My Proof (Synthetic)

Let $T$ be the intersection of $KM$ with $EZ$.

Since $E$ and $Z$ are midpoints of opposite sides, $ABZE$ is a rectangle, so $KB \parallel EZ$. Thus $\angle KZE = \angle KZL - \angle EZL = 90° - 60° = 30°$ and $\angle BKZ = 30°$. In right triangle $KBZ$ we have $BZ = \frac{KZ}{2}$, so $2 \cdot BZ = BC = KZ = EZ = ZL$. This makes triangle $KZL$ isosceles right-angled with $\angle ZLK = \angle ZKL = 45°$.

The perpendicular $ZH$ from $Z$ to $KL$ is also a median (since $KZ = ZL$), so $KH = LH$. By SAS, $\triangle MHK \cong \triangle MHL$ (with $MH$ common, $\angle MHK = \angle MHL = 90°$, and $KH = LH$), giving $\angle MKH = \angle MLH$. Since $\angle KLE = \angle ELZ - \angle KLZ = 60° - 45° = 15°$, we have $\angle MKH = 15°$.

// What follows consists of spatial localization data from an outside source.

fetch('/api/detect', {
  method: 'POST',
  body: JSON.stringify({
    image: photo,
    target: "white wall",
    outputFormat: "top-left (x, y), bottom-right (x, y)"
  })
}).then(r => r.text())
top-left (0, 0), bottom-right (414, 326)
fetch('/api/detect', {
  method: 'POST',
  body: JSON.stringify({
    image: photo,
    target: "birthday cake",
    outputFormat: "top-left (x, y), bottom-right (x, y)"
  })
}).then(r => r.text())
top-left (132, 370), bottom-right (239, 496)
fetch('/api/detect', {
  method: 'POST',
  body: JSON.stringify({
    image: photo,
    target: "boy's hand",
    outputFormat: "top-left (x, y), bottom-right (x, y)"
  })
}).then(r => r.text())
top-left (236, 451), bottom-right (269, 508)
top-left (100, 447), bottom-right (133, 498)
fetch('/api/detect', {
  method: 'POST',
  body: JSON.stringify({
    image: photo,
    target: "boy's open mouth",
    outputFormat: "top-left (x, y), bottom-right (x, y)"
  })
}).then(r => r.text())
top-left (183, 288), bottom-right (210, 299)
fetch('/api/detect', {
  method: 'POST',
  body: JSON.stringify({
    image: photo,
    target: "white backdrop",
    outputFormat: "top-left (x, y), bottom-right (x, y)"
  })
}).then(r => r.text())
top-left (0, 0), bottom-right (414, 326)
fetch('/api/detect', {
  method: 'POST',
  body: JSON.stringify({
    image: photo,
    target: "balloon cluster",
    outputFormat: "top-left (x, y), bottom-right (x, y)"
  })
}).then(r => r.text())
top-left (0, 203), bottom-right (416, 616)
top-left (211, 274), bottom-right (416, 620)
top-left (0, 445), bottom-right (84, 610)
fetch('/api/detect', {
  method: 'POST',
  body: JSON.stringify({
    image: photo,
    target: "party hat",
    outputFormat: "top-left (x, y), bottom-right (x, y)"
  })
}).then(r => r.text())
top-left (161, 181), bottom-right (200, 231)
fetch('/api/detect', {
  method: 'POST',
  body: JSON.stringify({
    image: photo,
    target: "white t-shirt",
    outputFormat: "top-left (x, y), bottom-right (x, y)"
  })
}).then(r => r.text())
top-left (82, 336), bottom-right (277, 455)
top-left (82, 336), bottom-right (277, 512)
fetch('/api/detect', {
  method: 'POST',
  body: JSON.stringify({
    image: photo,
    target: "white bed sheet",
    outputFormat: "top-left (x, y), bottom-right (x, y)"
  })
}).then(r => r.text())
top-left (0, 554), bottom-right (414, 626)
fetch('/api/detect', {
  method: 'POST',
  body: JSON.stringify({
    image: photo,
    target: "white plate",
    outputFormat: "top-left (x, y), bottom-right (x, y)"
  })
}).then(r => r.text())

In triangle $KTZ$: $$\angle KTZ = 180° - \angle TKP - \angle PKZ - \angle TZK = 180° - 15° - 45° - 30° = 90°$$

Therefore $KM \perp EZ$. Since $P \in EZ$, this gives $MK \perp PZ$. Combined with $MZ \perp KP$ (from construction: $ZM \perp KL$ and $P \in KL$), the two altitudes of triangle $KPZ$ from vertices $K$ and $Z$ intersect at $M$.

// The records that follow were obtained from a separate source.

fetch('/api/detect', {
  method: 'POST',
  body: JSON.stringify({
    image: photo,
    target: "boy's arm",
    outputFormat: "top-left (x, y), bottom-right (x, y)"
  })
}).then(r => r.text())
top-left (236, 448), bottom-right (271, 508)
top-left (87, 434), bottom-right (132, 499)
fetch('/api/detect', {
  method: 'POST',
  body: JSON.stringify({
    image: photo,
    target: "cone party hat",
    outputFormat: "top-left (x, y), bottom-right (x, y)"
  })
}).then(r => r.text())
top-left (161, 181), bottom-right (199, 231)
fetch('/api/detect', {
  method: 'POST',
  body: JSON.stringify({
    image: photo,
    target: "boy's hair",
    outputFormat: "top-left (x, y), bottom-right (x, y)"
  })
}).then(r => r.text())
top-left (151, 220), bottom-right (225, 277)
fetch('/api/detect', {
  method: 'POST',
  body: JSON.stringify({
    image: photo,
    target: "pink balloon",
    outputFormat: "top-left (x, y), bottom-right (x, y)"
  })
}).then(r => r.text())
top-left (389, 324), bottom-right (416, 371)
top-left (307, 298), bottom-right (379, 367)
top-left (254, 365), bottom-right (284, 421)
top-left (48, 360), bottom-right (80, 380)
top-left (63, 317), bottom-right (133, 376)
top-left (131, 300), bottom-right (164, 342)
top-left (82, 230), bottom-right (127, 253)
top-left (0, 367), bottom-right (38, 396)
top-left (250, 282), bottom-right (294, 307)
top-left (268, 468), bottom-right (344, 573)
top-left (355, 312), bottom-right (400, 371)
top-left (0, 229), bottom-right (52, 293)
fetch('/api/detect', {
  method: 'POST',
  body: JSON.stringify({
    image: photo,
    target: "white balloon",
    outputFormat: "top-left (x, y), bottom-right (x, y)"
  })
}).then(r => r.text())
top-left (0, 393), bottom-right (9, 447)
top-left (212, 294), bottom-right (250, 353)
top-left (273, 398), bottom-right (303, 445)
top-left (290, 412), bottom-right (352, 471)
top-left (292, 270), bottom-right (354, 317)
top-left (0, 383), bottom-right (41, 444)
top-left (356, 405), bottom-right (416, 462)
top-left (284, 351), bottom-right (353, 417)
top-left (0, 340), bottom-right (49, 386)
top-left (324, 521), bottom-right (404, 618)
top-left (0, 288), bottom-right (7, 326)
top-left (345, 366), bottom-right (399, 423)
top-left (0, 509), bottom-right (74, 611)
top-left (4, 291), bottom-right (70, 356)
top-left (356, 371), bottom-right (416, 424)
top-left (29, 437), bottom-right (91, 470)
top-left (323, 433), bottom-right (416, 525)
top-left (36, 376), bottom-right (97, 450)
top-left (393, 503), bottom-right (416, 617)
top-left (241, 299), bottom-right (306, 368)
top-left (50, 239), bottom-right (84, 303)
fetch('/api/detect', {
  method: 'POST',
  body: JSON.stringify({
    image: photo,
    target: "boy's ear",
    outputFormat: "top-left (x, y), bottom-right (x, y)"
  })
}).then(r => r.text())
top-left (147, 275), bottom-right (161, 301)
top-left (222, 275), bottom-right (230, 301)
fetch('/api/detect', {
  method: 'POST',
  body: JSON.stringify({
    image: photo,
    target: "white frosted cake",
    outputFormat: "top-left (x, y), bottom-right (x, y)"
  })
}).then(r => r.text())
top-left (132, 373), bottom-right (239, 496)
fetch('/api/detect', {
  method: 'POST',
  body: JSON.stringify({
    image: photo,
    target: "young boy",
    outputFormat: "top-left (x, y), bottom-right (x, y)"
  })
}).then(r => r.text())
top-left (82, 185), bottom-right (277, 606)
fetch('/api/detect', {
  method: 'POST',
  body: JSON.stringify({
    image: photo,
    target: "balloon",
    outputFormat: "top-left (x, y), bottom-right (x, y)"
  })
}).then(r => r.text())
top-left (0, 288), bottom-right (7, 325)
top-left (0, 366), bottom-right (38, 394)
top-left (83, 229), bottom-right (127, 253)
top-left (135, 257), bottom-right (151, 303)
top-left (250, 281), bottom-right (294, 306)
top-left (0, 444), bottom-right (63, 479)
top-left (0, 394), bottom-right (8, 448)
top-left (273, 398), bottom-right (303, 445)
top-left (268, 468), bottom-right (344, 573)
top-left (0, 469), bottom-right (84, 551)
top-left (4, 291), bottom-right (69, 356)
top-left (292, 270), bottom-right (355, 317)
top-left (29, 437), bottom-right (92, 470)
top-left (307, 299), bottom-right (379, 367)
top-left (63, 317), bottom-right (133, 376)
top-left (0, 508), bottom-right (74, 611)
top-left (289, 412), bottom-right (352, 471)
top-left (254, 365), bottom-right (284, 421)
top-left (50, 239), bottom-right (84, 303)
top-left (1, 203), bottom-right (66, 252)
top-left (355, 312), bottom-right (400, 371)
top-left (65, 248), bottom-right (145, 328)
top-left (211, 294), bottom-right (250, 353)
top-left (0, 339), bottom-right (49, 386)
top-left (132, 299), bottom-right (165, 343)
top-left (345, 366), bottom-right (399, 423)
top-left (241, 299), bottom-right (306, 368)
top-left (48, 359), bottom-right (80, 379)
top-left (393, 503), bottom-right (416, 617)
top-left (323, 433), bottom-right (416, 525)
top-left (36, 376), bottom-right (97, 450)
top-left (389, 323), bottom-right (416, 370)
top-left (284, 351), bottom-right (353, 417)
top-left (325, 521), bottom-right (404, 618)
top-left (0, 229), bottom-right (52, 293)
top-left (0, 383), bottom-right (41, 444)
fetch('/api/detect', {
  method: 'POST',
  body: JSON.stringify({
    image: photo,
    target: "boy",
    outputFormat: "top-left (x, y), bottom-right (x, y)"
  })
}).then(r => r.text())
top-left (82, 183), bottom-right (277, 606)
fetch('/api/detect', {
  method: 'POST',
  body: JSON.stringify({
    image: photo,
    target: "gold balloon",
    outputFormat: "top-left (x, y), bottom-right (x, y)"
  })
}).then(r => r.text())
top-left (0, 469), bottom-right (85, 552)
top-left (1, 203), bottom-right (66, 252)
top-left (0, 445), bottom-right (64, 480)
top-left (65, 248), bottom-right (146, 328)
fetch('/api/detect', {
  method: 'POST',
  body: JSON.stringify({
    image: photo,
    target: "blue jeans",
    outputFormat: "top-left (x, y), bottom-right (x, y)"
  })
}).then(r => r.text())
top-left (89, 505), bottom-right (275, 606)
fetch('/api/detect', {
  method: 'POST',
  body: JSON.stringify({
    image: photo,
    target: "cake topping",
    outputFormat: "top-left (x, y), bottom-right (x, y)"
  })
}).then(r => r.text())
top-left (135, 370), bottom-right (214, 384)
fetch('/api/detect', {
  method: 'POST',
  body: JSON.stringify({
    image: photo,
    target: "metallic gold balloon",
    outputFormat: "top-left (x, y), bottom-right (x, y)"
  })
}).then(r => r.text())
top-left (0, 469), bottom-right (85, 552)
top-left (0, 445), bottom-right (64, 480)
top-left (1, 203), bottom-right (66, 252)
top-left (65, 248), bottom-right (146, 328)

Therefore, $M$ is the orthocenter of triangle $KPZ$. Note that triangle $KPZ$ is obtuse, so the orthocenter lies outside the triangle.

In the picture we have:

$KZ\bot ZL$

$ZM\bot KL$

$\Rightarrow \angle KZM=\angle LZM$

This means in triangle KZL , ZH is the bisector of angle KZL and is also perpendicular to the base K. This means that triangle KZL is isosceles and we have:

$KZ=ZL$

M is on the perpendicular bisector of KL so triangle MKL is isosceles and we have:

$MK=ML\Rightarrow \angle MKL=\angle MLK\space\space\space\space\space\space(1)$

Also:

$LE=ZE$

$ZM= LP$

So triangles ZME and LEP have two sides equal with common angle PEM, so they are congruent and we have:

$\angle EZM=\angle ELP\space\space\space\space\space\space(2)$

(1) and (2) results in:

$\angle MKH=\angle EZM$

and we have:

$ZM\bot KP\Rightarrow KM\bot EZ$

This means that M is the orthocenter of triangle KPZ.

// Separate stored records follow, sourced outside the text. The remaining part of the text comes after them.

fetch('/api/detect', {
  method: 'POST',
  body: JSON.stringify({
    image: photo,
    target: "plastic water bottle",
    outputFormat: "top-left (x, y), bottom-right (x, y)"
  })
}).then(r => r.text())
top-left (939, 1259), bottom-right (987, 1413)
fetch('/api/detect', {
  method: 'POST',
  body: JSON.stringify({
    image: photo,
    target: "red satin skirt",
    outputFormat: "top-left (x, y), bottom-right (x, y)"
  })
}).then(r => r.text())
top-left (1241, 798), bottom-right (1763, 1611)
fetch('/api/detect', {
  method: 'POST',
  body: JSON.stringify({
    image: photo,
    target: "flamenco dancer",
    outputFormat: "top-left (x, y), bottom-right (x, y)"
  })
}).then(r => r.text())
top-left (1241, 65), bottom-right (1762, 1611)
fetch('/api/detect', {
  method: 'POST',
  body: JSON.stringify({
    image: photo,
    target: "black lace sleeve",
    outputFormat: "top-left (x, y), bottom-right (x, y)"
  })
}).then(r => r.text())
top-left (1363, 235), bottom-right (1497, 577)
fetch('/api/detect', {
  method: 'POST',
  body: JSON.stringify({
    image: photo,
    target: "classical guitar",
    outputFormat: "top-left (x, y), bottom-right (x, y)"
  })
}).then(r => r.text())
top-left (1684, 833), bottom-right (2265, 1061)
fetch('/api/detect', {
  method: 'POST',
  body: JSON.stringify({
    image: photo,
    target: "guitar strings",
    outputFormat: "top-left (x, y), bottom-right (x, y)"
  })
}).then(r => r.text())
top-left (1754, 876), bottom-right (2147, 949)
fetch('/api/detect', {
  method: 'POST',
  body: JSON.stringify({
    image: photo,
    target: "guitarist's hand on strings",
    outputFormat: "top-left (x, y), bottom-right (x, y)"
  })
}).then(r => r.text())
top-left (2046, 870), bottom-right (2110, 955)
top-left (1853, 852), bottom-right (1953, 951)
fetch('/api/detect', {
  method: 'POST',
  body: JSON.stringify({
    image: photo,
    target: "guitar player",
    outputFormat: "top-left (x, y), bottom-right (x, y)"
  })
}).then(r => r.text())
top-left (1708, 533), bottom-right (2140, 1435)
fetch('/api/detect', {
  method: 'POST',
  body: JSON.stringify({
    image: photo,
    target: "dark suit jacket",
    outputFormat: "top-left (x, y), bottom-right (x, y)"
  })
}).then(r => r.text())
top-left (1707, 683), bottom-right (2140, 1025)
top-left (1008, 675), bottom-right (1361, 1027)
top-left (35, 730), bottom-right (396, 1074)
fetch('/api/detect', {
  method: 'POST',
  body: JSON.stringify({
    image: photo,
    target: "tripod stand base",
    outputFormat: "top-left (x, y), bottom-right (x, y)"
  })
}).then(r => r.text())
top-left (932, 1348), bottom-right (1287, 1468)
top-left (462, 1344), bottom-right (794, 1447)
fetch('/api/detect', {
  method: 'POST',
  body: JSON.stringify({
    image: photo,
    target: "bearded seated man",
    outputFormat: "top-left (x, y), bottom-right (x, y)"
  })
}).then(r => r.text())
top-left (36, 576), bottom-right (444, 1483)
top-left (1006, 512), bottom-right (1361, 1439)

$PZLM$ is an isosceles trapezoid, therefore $PM||ZL$.

Similarly, $ZHTK$ is an isosceles trapezoid, therefore $HT||ZK$.

As $ZL\perp ZK$,$PM\perp HT$, so we are done.

A trigonometric method is to note that $|ZK|=|ZE|$ as so $\triangle EZK$ is isosoceles, therefore $\angle KEZ=75^\circ$.

Therefore $\angle EKT=15^\circ=\angle PKT$, therefore $\triangle EMP$ is equilateral, so $\angle KMP=30^\circ$ as required.

Other points are $TPHM$ is cyclic, and as $|TZ|=\frac{\sqrt3}{2}$, $|ET|=1-\frac{\sqrt3}{2}$ and $|ZP|=\sqrt3-1$.